Lessons from Finland underline that integrated sustainability assessments are most effective when they combine robust data with foresight, foster cross-sectoral collaboration and embed clear pathways for influencing decisions. By institutionalising these practices, governments can turn monitoring and evaluation into a governance lever for coherence and adaptive policymaking.
Source: (Finnish Government, 2025[39]).
Embedding coherence across governance processes
For government tools to deliver impact, they need to be integrated into core governance processes that include cabinet submissions, budget circulars and spending reviews. This can allow governments to move from general commitments to decisions that can hold politically, when trade-offs are surfaced early, and an explicit package is agreed before policies are locked in through budgets and other key decisions.
Translating coherence tools into impact demands political leadership, coalition-building, and a realistic reform trajectory. Governments often face resistance from established bureaucratic practices, capacity gaps at the working level, and incentive misalignments that discourage cross-sectoral collaboration Sequencing reforms strategically can help overcome these barriers: for example, starting with budgeting or procurement reforms help link directly to service delivery to build early momentum and stakeholder buy-in, such as improving water-network investment planning, accelerating clean and reliable energy infrastructure, procuring low-carbon public transport, or upgrading public buildings and facilities.
Importantly, coherence reforms can shift resources, discretion and visibility across ministries and levels of government. The resulting perceived loss of autonomy added procedural burden, or short-term cost exposure could in turn generate resistance among stakeholders. To advance such reforms, it’s important to secure a finance ministry and/or CoG alliance to link coherence requirement to resource allocation and delivery, possibly starting with sectors where benefits are easy to demonstrate (e.g., cost savings or service reliability).

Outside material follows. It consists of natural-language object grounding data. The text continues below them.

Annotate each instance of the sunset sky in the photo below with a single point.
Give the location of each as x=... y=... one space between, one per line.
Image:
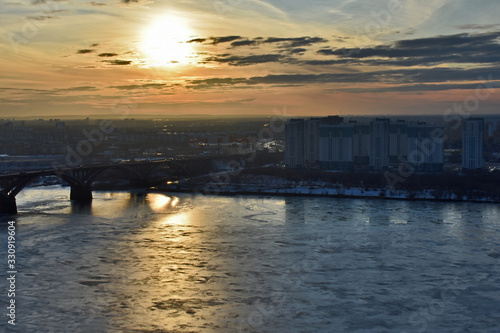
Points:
x=231 y=57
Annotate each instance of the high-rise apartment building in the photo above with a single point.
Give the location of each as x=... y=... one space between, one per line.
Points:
x=379 y=154
x=332 y=144
x=294 y=143
x=425 y=147
x=472 y=143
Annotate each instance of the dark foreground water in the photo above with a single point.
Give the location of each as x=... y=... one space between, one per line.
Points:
x=185 y=263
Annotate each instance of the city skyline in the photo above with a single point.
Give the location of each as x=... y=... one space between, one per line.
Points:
x=249 y=57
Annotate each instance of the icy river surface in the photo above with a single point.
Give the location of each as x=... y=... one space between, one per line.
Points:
x=192 y=263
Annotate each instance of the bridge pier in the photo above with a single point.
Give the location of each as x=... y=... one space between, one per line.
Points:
x=81 y=194
x=8 y=206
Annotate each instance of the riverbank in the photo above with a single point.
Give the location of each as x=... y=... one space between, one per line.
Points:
x=317 y=191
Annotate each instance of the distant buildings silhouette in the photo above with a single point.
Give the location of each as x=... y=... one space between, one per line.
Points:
x=331 y=143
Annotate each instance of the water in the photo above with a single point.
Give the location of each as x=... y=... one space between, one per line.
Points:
x=186 y=263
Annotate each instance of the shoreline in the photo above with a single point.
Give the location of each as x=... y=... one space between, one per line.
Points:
x=325 y=192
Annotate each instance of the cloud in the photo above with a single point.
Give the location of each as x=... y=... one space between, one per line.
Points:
x=235 y=60
x=197 y=40
x=83 y=88
x=401 y=76
x=214 y=40
x=107 y=54
x=477 y=26
x=420 y=87
x=297 y=51
x=141 y=86
x=118 y=62
x=226 y=39
x=245 y=43
x=459 y=48
x=295 y=42
x=41 y=17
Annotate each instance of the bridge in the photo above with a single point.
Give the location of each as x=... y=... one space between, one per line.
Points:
x=81 y=179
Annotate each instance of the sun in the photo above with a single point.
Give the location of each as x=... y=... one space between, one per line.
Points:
x=164 y=42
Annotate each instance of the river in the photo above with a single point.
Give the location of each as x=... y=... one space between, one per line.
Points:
x=194 y=263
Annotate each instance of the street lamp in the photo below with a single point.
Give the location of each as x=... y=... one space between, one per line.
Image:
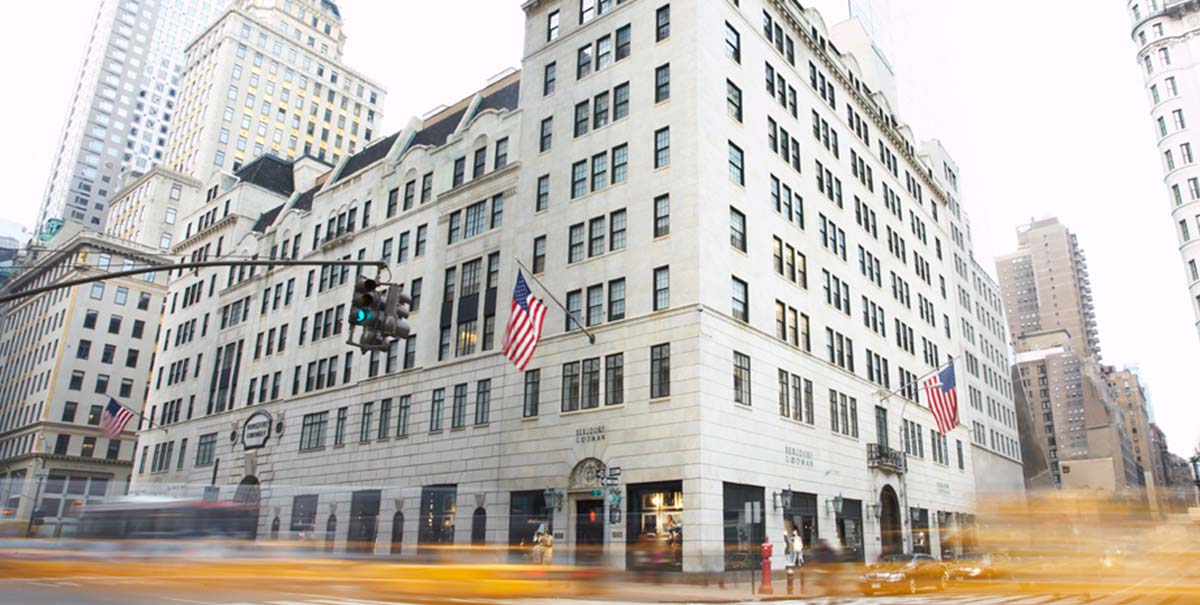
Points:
x=834 y=504
x=1195 y=474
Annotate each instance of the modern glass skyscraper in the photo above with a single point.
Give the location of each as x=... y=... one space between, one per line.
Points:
x=124 y=102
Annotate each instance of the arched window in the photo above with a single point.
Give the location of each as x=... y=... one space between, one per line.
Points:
x=479 y=527
x=330 y=532
x=397 y=532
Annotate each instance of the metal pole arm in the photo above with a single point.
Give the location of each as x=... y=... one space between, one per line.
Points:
x=71 y=283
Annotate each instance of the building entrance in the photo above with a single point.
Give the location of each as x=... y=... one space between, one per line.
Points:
x=588 y=531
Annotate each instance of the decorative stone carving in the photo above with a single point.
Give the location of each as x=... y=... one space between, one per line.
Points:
x=585 y=474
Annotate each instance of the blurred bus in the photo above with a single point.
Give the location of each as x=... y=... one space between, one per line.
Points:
x=157 y=517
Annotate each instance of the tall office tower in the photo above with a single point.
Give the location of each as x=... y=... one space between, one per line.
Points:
x=1131 y=396
x=63 y=355
x=1047 y=287
x=124 y=105
x=1163 y=31
x=268 y=78
x=768 y=261
x=1053 y=323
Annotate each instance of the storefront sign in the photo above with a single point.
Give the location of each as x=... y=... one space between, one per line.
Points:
x=589 y=435
x=257 y=430
x=798 y=456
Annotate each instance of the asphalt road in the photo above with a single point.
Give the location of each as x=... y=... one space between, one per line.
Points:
x=137 y=592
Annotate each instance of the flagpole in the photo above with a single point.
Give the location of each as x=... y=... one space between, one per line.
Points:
x=149 y=421
x=592 y=337
x=906 y=514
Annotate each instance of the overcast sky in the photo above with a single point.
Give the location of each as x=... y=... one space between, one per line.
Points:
x=1044 y=113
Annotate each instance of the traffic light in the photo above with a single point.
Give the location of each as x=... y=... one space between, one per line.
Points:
x=367 y=311
x=395 y=316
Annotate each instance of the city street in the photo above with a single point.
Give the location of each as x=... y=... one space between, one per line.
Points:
x=94 y=591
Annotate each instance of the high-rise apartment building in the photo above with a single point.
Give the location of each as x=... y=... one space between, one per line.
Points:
x=767 y=258
x=124 y=105
x=268 y=77
x=1131 y=396
x=1051 y=318
x=1163 y=31
x=63 y=354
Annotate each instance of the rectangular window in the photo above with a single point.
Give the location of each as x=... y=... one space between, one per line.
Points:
x=741 y=300
x=365 y=425
x=661 y=288
x=661 y=148
x=617 y=299
x=617 y=231
x=733 y=100
x=741 y=378
x=663 y=83
x=621 y=101
x=660 y=371
x=459 y=407
x=550 y=78
x=532 y=393
x=547 y=136
x=663 y=23
x=737 y=165
x=589 y=384
x=437 y=408
x=732 y=43
x=312 y=431
x=615 y=378
x=571 y=387
x=583 y=61
x=623 y=42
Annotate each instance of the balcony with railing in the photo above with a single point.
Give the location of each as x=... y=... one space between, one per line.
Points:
x=885 y=459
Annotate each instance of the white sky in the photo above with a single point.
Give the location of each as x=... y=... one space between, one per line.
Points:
x=1044 y=112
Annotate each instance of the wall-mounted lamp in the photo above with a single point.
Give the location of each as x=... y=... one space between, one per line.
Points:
x=834 y=504
x=783 y=499
x=553 y=498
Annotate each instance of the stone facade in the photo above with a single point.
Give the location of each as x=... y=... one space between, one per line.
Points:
x=731 y=417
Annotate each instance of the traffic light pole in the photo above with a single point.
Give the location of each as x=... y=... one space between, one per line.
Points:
x=71 y=283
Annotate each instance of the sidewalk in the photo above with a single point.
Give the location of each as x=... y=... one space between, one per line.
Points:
x=708 y=587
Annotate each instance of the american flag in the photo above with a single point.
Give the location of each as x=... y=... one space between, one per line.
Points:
x=114 y=418
x=525 y=325
x=943 y=399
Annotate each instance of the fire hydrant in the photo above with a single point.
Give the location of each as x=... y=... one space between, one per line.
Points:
x=767 y=549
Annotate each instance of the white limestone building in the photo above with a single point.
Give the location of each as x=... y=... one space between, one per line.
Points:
x=63 y=354
x=268 y=77
x=756 y=241
x=1165 y=35
x=124 y=103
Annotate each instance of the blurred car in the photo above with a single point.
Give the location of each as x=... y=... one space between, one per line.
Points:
x=905 y=573
x=989 y=565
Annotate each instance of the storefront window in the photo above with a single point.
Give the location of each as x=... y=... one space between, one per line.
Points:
x=802 y=516
x=850 y=529
x=919 y=529
x=654 y=527
x=744 y=528
x=437 y=515
x=527 y=511
x=364 y=521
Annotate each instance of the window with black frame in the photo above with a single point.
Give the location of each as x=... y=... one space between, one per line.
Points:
x=654 y=527
x=527 y=513
x=437 y=521
x=744 y=526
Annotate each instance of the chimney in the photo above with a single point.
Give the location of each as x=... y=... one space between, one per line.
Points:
x=306 y=171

Strengthening governance for coherence frameworks requires whole-of-government approaches, clear mandates, open and transparent decision making and enforceable accountability mechanisms. Multi-stakeholder platforms and cross-sector partnerships can align priorities, mobilise resources and foster innovation, but require sustained financing, clear responsibilities and follow-through to be effective. International co-operation is equally critical to address transboundary impacts, such as carbon leakage, supply-chain disruptions and shared resource management.